Great news for American green energy? Not for firms like SolarCity, which is prepping a $201 million IPO, a rare bright spot in a generally gloomy industry. For such firms, these cheap, government-subsidized Chinese solar cells flooding US markets are an advantage, not a hindrance.

SolarCity leases solar energy systems to clients who want to pay less for electricity, and splits the profits with investors. The low cost of the imported solar cells it uses makes this cheap to do. If the prices of these panels rises, SolarCity and similar firms in the growing consumer solar sector, like SunRun and Sungevity, will lose out. And prices will rise if the tariffs disrupt Chinese imports, not only because the Chinese make things cheaply but because US solar producers, weakened by the Chinese competition, aren’t yet in a position to replace them.

SolarCity did in fact get lucky. The company has been paying the US government’s preliminary duties on Chinese solar panels, about 35%, but the Commerce Department has ruled that the Chinese suppliers listed in SolarCity’s S-1 (the paperwork a company files with the authorities before an IPO), Trina Solar and Yingli Green Energy, must pay lower-than-expected tariffs, of 24% and 31%, respectively.

However, the government’s attempt at protectionism is likely to backfire anyway. The global supply chain, after all, is a fast-evolving creature. While Yingli complained that the tariffs will make exports to the US unprofitable, SolarCity says its Chinese suppliers are already on the hunt for middle-men outside of both China and the US who can assemble their photovoltaic panels into final products to sell in America, tariff-free. Thanks to a loophole in the Commerce Department’s decision, they can do this with impunity.

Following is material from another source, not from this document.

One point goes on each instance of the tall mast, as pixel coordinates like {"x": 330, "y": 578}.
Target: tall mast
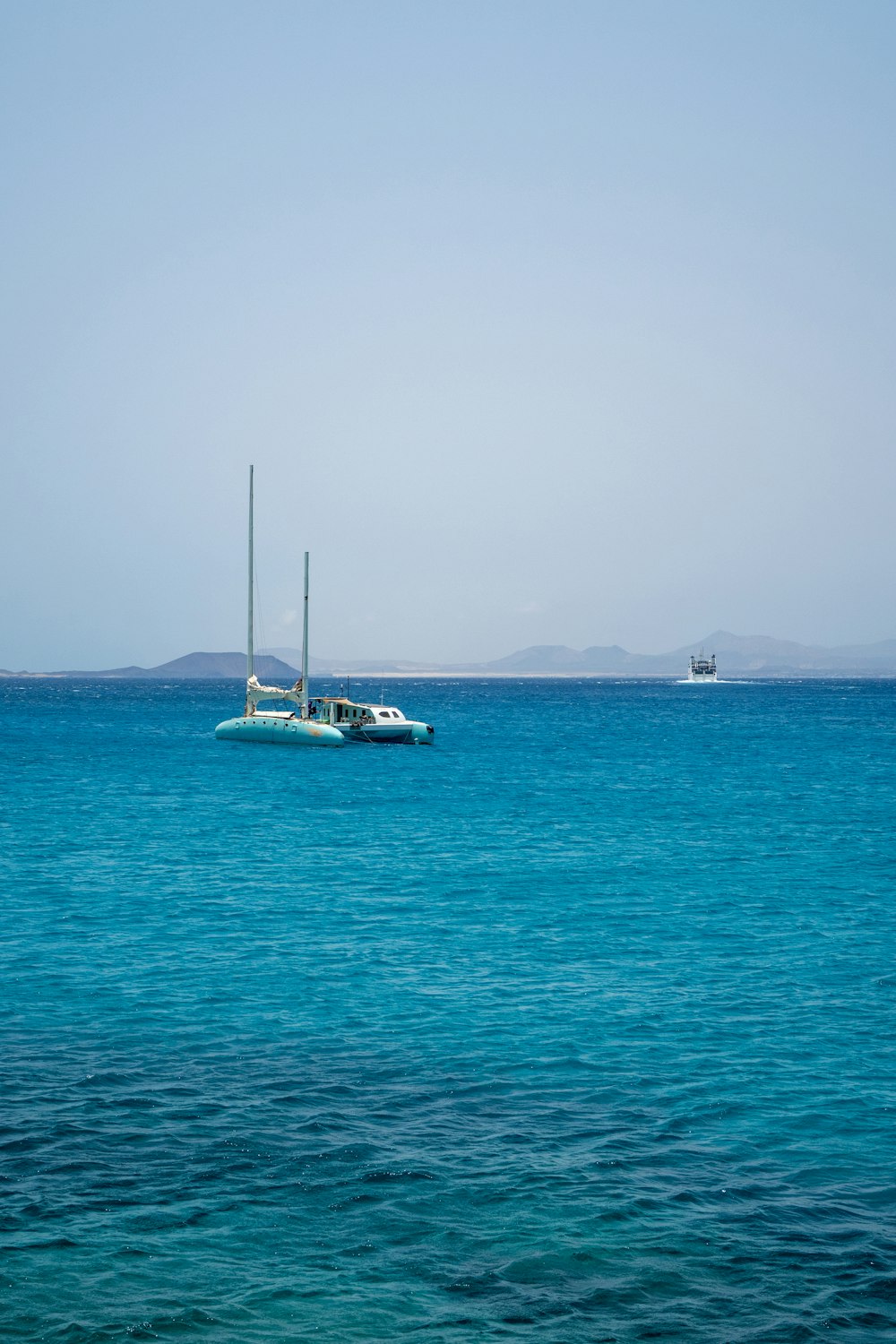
{"x": 249, "y": 656}
{"x": 306, "y": 647}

Of course, that doesn’t make American solar-panel manufacturers happy. By contrast with Chinese manufacturers, whom China’s government has had no compunction about bailing out—hence the American complaints about subsidies—the US firms have struggled to obtain government support, due to tight post-recession budgets and the political partisanship around global warming. The solar-cell manufacturing lobby complained bitterly about the loophole. But it does mean prices of solar cells are likely to stay down, which is good for SolarCity and its kin.